When you self-release your music, you hold all power and rights and will be the only one to collect any royalties when permitting licenses to third parties. However, if you decide to license, you must research the streaming platforms and licensing companies before choosing which to go with to license and stream your original music. 

Not all of them handle the licensing methods the same way, which is why you will gain more knowledge in doing so independently. There are also other factors to consider, such as if they feature artists in your genre or style of music, how much they pay their artists, and how much of the licensing or streaming process is handled by you.


Independent musicians have the option to negotiate their terms when licensing for their streaming revenues.

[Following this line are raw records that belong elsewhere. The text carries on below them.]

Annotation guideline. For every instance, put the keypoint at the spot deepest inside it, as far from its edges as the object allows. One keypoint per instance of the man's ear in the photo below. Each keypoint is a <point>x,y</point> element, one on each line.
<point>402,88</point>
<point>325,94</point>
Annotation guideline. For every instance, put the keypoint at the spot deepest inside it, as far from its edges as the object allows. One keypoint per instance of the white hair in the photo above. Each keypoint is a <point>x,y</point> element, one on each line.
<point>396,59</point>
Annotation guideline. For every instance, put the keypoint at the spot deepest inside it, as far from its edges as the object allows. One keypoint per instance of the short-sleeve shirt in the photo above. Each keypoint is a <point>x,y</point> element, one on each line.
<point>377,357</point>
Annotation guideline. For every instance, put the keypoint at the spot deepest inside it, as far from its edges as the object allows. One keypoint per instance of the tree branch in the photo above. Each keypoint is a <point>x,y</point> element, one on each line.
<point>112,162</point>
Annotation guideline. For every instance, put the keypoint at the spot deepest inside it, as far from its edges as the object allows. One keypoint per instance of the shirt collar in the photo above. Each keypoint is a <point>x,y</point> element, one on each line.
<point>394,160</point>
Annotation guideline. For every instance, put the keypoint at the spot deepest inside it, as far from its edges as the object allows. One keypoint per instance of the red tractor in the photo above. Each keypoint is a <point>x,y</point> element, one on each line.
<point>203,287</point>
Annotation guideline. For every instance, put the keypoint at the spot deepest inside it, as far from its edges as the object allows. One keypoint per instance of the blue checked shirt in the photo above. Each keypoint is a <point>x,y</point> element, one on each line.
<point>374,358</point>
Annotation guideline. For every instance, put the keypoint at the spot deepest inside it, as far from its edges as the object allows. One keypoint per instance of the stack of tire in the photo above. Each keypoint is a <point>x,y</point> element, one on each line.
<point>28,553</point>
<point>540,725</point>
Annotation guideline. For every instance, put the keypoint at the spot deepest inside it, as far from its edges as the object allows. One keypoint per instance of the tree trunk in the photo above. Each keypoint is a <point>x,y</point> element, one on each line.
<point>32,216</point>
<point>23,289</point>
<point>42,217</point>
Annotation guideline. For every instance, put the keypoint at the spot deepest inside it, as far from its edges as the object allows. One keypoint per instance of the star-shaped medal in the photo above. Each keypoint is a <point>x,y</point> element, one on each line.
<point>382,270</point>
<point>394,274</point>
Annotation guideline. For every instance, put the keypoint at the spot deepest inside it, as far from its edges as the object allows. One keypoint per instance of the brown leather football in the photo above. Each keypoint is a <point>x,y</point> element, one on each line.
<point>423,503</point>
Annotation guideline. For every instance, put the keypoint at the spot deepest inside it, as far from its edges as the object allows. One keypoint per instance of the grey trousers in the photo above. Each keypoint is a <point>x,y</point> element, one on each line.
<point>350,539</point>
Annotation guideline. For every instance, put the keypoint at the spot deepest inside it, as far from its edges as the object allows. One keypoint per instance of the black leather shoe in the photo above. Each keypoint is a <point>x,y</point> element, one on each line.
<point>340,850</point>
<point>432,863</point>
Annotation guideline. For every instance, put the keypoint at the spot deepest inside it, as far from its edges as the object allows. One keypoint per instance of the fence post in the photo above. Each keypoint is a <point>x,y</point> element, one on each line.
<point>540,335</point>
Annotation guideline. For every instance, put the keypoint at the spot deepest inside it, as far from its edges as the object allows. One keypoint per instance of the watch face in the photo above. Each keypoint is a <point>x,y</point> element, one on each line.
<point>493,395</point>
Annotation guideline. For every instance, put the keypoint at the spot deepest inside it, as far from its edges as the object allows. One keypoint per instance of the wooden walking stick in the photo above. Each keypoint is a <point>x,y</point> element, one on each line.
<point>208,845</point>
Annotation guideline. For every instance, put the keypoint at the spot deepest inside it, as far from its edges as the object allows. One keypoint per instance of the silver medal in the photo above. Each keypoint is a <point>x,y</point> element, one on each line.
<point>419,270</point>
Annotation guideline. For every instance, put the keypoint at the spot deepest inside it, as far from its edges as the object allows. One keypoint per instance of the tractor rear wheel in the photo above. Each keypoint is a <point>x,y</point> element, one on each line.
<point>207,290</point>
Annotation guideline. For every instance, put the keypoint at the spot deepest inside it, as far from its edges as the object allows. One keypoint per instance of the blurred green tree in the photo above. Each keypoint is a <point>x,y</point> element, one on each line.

When working with a licensing company or streaming platform, they may have fees already set up, or they may negotiate on your behalf, so take some time to review their payout process.

The licenses can be exclusive, meaning that whoever obtains the license gets the music rights, and you cannot allow anyone else to use that music. They can also be non-exclusive, where you can utilize the same musical track to more than one licensee. Musicians even have the option to negotiate to receive their fee upfront.

While music licensing and promoting your music through streaming can seem challenging, taking some time to understand the process will help you feel more equipped when choosing to work with a licensing company or streaming platform. If you ever run into trouble or feel that you are just too confused, you can always reach out to a fellow musician or even a music lawyer or someone who can understand legal rights and contracts to assist you.